New 3-in-1 TAVR guidewire capable of hemodynamic measurements, LV pacing impresses cardiologists
A new transcatheter aortic valve replacement (TAVR) guidewire designed to provide continuous hemodynamic measurements and left ventricular (LV) pacing appears to be safe and effective, according to new research published in JACC: Cardiovascular Interventions.[1] The study’s authors think the device could help improve clinical decision-making after heart valve deployment.
“The number of TAVR procedures is anticipated to rise in the near future, particularly among younger patients with low-risk profiles,” wrote first author Ander Regueiro, MSc, PhD, an interventional cardiologist with Hospital Clinic Barcelona in Spain, and colleagues. “Given this trend, the necessity for continuous technological innovation and procedural refinement is underscored.

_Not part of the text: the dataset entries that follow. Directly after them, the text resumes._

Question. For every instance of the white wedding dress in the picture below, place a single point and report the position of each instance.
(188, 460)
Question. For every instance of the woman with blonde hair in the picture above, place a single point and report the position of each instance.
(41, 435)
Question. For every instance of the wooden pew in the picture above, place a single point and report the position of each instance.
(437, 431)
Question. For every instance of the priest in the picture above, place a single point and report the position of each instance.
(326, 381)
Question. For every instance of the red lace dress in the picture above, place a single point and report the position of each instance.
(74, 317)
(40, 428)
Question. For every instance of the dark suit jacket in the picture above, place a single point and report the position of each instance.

These efforts are integral to minimizing periprocedural complications linked to TAVR, endorsing a minimalistic approach, and enhancing the clinical outcomes following TAVR.”
Regueiro et al. focused on the SavvyWire guidewire, a sensor-guided device developed by OpSens Medical, a Canadian medical device company. According to OpSens, the SavvyWire is the first interventional device of its kind. It provides assistance with aortic valve delivery and positioning, like any guidewire, but it also includes sensors that enable continuous hemodynamic measurements and rapid LV pacing.
In October, Haemonetics Corp. agreed to acquire OpSens for approximately $253 million.
The SAFE-TAVI clinical trial, funded by OpSens, included data from 119 patients treated with the 3-in-1 device. The mean patient age was 82.3 years old, and 50.4% of patients were men. Approximately 38% of patients were treated with a balloon-expandable TAVR valve.
Overall, TAVR procedures performed using the SavvyWire were found to be both safe and effective. The study’s primary efficacy endpoint—drops of systolic pressure below 60 mm Hg—was seen in 98.3% of patients. The secondary efficacy endpoint, hemodynamic assessments without the use of additional catheters, was seen in 99.2% of patients. Meanwhile, the mean systolic arterial pressure achieved during rapid LV pacing was 46.6 mm Hg.
A key safety endpoint, freedom from major guidewire-related complications, was also seen in 99.2% of patients. No deaths, strokes or cases of ventricular perforation were reported.
“This paper provides comprehensive data from the SAFE-TAVI trial, which successfully evaluates the guidewire in TAVR procedures across a broad patient cohort and various valve systems,” the authors wrote. “It reports high success in meeting primary efficacy and safety endpoints, enhancing the evidence for the device’s utility in TAVR.”
The group also noted that future studies should examine the long-term clinical benefits of this technology.